The main advantage of trading using opposite Franklin Mutual and Franklin Small positions is that it hedges away some unsystematic risk. Because of two separate transactions, even if Franklin Mutual position performs unexpectedly, Franklin Small can make up some of the losses. Pair trading also minimizes risk from directional movements in the market. For example, if an entire industry or sector drops because of unexpected headlines, the short position in Franklin Small will offset losses from the drop in Franklin Small's long position.

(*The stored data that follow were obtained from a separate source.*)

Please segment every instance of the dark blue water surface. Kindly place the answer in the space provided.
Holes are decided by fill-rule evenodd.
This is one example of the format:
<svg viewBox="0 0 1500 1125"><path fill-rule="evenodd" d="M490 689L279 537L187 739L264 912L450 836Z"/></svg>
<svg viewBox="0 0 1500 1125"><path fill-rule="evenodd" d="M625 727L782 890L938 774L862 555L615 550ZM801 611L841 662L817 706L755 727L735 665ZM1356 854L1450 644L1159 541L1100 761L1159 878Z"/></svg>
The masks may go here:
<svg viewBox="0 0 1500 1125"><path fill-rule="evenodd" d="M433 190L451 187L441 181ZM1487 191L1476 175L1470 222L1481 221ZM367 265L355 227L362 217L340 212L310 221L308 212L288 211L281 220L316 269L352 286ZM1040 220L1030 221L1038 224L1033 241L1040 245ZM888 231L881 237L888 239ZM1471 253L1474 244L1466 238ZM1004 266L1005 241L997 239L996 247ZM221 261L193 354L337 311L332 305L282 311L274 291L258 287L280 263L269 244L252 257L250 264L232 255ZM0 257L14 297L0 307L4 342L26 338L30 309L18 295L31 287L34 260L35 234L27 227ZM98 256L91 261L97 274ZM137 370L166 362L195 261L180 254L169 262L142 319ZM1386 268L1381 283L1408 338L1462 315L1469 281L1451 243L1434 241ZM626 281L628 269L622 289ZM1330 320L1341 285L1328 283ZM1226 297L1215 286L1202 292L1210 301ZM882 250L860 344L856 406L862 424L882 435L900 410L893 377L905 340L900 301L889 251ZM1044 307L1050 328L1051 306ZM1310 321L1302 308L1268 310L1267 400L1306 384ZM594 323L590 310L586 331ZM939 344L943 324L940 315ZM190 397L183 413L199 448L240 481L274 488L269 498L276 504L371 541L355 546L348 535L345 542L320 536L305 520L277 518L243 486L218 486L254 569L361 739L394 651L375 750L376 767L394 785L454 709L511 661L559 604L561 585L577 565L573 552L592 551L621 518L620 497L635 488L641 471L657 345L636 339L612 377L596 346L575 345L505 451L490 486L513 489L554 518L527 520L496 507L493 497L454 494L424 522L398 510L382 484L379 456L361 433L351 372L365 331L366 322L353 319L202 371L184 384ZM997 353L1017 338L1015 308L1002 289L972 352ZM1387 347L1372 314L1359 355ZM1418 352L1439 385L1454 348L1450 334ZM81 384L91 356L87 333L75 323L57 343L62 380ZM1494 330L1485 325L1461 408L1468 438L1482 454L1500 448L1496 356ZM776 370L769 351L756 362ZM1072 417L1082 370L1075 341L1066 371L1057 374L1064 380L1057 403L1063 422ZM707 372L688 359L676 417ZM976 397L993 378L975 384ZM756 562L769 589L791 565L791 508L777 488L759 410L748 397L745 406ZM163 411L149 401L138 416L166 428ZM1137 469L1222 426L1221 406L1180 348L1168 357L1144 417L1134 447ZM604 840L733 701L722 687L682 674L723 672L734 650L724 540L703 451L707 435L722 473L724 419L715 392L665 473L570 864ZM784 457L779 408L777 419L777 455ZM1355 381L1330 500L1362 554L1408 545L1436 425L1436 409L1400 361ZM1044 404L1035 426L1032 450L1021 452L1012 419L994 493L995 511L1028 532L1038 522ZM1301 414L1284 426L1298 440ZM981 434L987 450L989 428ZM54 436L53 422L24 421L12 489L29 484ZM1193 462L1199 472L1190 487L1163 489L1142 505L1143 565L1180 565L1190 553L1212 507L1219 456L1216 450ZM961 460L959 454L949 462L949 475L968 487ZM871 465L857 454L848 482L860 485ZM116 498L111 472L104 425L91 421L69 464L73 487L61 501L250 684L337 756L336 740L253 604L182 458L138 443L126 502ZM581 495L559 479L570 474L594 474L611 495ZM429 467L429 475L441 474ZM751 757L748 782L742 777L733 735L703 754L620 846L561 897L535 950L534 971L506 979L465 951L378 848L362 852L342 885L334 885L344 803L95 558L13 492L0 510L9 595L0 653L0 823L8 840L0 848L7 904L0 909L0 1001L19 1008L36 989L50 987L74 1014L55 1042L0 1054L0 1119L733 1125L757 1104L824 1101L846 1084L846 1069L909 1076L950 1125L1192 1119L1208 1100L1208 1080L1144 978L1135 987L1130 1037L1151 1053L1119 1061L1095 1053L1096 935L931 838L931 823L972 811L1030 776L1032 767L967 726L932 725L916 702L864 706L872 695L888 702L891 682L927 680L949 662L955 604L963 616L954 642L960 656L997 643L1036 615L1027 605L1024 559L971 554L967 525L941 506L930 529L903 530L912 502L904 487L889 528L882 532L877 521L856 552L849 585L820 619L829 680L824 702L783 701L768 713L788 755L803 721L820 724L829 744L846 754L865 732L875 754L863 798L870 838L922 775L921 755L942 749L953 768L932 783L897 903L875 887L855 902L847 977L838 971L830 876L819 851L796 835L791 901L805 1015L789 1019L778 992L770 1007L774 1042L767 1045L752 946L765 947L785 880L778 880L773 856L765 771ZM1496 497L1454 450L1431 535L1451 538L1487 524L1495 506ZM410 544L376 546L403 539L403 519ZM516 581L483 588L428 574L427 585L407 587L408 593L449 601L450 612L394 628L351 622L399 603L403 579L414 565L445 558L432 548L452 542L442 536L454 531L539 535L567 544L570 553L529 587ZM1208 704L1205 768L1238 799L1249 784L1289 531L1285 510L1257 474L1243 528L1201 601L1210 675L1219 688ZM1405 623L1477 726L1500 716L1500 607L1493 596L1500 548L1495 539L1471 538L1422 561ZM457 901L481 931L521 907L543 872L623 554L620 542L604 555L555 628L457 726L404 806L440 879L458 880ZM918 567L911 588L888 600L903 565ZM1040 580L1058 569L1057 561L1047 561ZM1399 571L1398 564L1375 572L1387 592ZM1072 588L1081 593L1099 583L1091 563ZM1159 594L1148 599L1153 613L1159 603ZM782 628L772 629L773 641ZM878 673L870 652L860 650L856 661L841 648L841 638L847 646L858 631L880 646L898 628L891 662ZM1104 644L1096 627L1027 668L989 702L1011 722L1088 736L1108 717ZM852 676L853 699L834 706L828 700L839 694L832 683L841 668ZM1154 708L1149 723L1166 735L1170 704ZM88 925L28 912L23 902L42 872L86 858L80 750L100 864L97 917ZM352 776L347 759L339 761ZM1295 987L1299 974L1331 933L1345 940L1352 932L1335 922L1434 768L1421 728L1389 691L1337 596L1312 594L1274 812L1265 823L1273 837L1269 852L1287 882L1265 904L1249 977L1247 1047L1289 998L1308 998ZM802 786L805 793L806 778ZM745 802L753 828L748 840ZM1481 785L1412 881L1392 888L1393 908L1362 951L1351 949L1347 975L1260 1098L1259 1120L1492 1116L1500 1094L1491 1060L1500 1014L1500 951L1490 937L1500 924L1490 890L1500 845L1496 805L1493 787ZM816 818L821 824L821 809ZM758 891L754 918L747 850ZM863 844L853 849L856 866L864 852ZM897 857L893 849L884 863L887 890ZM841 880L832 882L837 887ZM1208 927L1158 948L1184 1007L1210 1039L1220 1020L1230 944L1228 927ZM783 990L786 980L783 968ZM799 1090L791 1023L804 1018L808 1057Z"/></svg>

The idea behind Franklin Mutual Beacon and Franklin Small Cap pairs trading is to make the combined position market-neutral, meaning the overall market's direction will not affect its win or loss (or potential downside or upside). This can be achieved by designing a pairs trade with two highly correlated stocks or equities that operate in a similar space or sector, making it possible to obtain profits through simple and relatively low-risk investment.
Check out your portfolio center.
Note that this page's information should be used as a complementary analysis to find the right mix of equity instruments to add to your existing portfolios or create a brand new portfolio. You can also try the Portfolio Dashboard module to portfolio dashboard that provides centralized access to all your investments.